Quelles frontières pour l’Europe ?

Déjà que nous avons peu de prises dans nos petites entreprises, alors à l’échelle du continent où les frontières intérieures s’abolissent pendant que les frontières extérieures se surélèvent, que penser ?
Lors du forum « Libé », Sylvie Goulard et sa belle énergie de militante du Mouvement européen,ainsi que Ahmet Insel avec une profondeur plus tragique, ont pu nous intéresser vivement au sujet. Même si l’Europe est victime d’un déficit émotionnel, la question turque qui a occupé tout le temps du débat, suscite des discussions ardentes. L’Europe, qu’une étudiante écrivait € en prenant ses notes, n’est pas qu’une question de géographie ; c’est aussi de la politique. Au moment où l’Ossétie déboule devant notre plateau repas, il est urgent d’approfondir nos idées. Nous tombons dans la perplexité, quand l’OTAN vient interférer, lorsque « la démocratie, ennemie de la décision » vient perturber les calendriers.

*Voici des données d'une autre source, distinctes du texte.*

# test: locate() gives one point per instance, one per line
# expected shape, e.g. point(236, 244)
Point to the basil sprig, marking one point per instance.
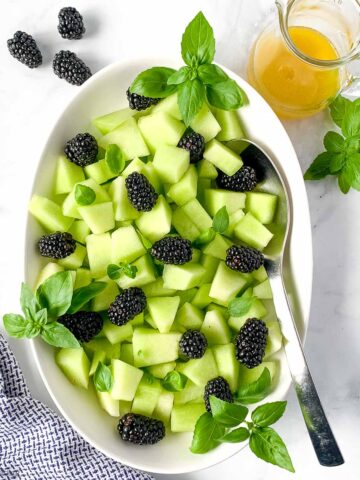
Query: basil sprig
point(196, 82)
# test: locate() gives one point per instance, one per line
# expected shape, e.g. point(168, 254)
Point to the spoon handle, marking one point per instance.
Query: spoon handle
point(322, 437)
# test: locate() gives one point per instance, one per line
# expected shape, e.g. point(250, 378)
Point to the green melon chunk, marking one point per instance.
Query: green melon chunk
point(67, 174)
point(49, 214)
point(222, 157)
point(128, 137)
point(75, 365)
point(152, 348)
point(227, 364)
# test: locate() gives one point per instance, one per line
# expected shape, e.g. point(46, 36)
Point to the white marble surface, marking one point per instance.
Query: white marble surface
point(30, 102)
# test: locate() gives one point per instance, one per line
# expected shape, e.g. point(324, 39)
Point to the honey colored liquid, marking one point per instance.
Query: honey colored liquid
point(291, 86)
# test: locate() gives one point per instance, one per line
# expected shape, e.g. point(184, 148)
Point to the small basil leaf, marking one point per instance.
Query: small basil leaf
point(84, 195)
point(58, 335)
point(267, 445)
point(174, 381)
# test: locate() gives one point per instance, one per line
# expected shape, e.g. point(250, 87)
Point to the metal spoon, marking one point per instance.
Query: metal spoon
point(323, 440)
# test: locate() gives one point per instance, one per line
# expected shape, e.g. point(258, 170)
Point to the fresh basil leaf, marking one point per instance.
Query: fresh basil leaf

Pendant ce temps, comment accompagner la Turquie dans son rôle central au Moyen-Orient ? En politique, la gesticulation procure des satisfactions immédiates mais fugaces, l’abus du mot « Union » appliqué par exemple à la Méditerranée conduit aux confusions, aux blocages. Un débat de la qualité de celui là, qui sait affronter les inquiétudes de l’heure, peut faire durer les rêves des pionniers.